Lars Ulrich - Drummer - Metallica - 2024

(Credits: Far Out / YouTube Still)

Wed 24 September 2025 4:00, UK

A lot has been said about how Metallica reached a point in the early 2000s where they were close to collapse, and it’s often noted that in particular, their 2003 album St Anger is the sound of a band completely on the edge.

Some Kind of Monster, the documentary that was made about the process of creating said album, really illustrates how the band were at absolute rock bottom at this point in time, and very little appeared to be working for them. Whether it was personal feuds thwarting their creative process, their personal demons coming to haunt them or a lack of decent and coherent ideas being brought to the table, there was simply nothing that appeared to work for them at this time.

However, the cracks, while at their most evident during this period, had been forming long before that, and there were points towards the end of the previous decade that were suggestive of the band coming apart at the seams. Their run of four albums in the 1980s was practically untouchable in the metal world, and they hit a commercial peak in 1991 with the release of their self-titled fifth album. From this point onward, naturally, the exhaustion from having put out five great records led to some more underwhelming releases.

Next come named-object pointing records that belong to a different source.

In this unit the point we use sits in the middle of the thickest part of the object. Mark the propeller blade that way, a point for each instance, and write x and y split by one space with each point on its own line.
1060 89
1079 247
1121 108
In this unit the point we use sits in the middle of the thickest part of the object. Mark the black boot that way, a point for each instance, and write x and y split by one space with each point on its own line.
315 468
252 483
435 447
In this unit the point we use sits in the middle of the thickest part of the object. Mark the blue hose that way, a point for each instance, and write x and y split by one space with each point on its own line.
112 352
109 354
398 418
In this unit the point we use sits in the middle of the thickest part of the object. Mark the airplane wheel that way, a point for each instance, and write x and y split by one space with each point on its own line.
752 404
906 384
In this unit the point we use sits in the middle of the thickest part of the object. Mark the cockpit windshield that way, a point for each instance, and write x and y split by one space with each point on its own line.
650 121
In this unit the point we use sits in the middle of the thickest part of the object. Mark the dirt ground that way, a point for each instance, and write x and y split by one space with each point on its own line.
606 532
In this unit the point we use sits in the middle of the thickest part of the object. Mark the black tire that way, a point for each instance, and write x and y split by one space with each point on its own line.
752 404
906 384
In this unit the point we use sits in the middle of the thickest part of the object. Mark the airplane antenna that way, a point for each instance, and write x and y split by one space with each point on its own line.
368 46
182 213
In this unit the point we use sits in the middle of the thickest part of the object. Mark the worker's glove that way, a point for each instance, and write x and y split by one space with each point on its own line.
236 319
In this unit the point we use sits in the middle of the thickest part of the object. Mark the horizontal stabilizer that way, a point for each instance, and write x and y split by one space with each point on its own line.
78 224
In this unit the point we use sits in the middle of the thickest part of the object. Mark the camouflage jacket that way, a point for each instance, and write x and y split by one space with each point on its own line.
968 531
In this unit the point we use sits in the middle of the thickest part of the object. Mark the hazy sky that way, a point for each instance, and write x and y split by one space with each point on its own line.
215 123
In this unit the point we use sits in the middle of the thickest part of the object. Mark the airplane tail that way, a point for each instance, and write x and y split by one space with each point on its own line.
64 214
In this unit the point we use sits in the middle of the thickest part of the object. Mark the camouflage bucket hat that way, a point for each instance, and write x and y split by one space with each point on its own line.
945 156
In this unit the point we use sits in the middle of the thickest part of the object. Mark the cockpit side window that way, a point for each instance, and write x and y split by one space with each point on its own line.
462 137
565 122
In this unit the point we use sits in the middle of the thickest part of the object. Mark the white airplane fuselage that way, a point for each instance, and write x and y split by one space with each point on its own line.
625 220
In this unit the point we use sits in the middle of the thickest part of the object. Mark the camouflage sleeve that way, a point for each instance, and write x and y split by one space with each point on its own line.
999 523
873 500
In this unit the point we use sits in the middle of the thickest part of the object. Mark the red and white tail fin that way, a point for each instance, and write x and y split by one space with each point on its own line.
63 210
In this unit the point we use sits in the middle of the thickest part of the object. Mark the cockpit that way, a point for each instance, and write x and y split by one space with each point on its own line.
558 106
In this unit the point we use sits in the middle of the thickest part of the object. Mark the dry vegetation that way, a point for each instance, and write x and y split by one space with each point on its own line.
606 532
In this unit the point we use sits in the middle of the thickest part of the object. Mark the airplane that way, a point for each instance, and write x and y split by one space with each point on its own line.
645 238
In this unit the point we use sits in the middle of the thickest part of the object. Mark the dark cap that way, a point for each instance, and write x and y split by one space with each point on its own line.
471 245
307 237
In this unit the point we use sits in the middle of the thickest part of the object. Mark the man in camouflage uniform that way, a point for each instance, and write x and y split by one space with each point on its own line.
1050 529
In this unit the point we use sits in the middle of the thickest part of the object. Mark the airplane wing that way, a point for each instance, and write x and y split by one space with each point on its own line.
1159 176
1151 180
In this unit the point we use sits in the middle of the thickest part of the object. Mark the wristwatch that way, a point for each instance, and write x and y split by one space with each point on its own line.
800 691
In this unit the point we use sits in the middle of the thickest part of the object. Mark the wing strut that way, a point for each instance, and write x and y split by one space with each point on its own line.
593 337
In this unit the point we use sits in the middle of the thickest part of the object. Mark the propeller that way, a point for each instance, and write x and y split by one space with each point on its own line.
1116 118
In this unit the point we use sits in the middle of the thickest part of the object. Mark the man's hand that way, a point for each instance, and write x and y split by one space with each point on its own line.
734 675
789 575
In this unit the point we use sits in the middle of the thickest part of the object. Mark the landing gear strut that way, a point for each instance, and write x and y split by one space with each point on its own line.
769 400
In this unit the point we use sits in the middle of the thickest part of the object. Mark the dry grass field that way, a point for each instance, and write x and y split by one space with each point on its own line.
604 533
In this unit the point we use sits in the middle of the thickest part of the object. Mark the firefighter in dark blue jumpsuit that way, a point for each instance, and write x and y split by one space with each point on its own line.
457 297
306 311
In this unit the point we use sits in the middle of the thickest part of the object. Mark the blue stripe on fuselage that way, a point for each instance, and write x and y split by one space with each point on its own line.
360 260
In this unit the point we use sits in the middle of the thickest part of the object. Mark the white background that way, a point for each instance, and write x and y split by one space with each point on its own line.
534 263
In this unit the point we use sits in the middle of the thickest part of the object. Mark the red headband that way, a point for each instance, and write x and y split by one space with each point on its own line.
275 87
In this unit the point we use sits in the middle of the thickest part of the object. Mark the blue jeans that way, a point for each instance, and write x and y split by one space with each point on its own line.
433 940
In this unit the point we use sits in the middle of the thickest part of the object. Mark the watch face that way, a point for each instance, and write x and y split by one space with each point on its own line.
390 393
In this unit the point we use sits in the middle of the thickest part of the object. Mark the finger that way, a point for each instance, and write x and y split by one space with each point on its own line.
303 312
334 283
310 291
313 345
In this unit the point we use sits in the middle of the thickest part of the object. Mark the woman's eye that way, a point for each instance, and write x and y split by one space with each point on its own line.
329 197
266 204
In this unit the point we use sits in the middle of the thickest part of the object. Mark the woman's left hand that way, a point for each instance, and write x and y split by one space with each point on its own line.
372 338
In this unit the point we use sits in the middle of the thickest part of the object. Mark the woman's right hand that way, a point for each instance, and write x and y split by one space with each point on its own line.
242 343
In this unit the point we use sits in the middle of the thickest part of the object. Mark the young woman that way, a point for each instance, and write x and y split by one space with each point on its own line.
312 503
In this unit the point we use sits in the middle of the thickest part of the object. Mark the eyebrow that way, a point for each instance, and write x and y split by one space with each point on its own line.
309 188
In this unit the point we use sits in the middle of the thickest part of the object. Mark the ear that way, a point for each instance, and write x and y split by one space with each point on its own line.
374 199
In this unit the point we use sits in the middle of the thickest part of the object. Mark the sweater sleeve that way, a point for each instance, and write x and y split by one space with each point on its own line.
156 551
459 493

Lars Ulrich wasn’t exactly the biggest fan of some of the records that the band chose to release in this period, and there’s one song in particular from 1996’s Load that he appears to detest for how it just has absolutely no chemistry evident between the members. Its sister album, Reload, which was released only a year later, was perhaps even more of a disappointment for fans to have to contend with, but it was this particular album that marked the beginning of a sudden decline.

Talking about the Frankenstein’s monster approach to ‘Until It Sleeps’ during a 2004 interview, the Danish drummer spoke negatively about the track and how it came to be, and it would appear that if he’d had his way, the song wouldn’t have made it onto the record, let alone be released as a single.

“It was a song that was more put together on the computer than on the floor,” Ulrich explained, bemoaning how things were pieced together from scraps. “We had the skeleton of a song, some rough outlines, but then we played it and it wasn’t really working, and then something else wasn’t working. We tried this and that, and then it ended up being re-put together on the computer. I just always felt it was a little sterile.”

While Ulrich certainly made no bones of what he thought about the track, you do also have to bear in mind that this interview was in 2004, when Metallica were at the peak of hating each other’s guts. Perhaps his comments do have to be taken with a pinch of salt, but that being said, for him to call something sterile is a huge slant on the work that he and James Hetfield put into making the album.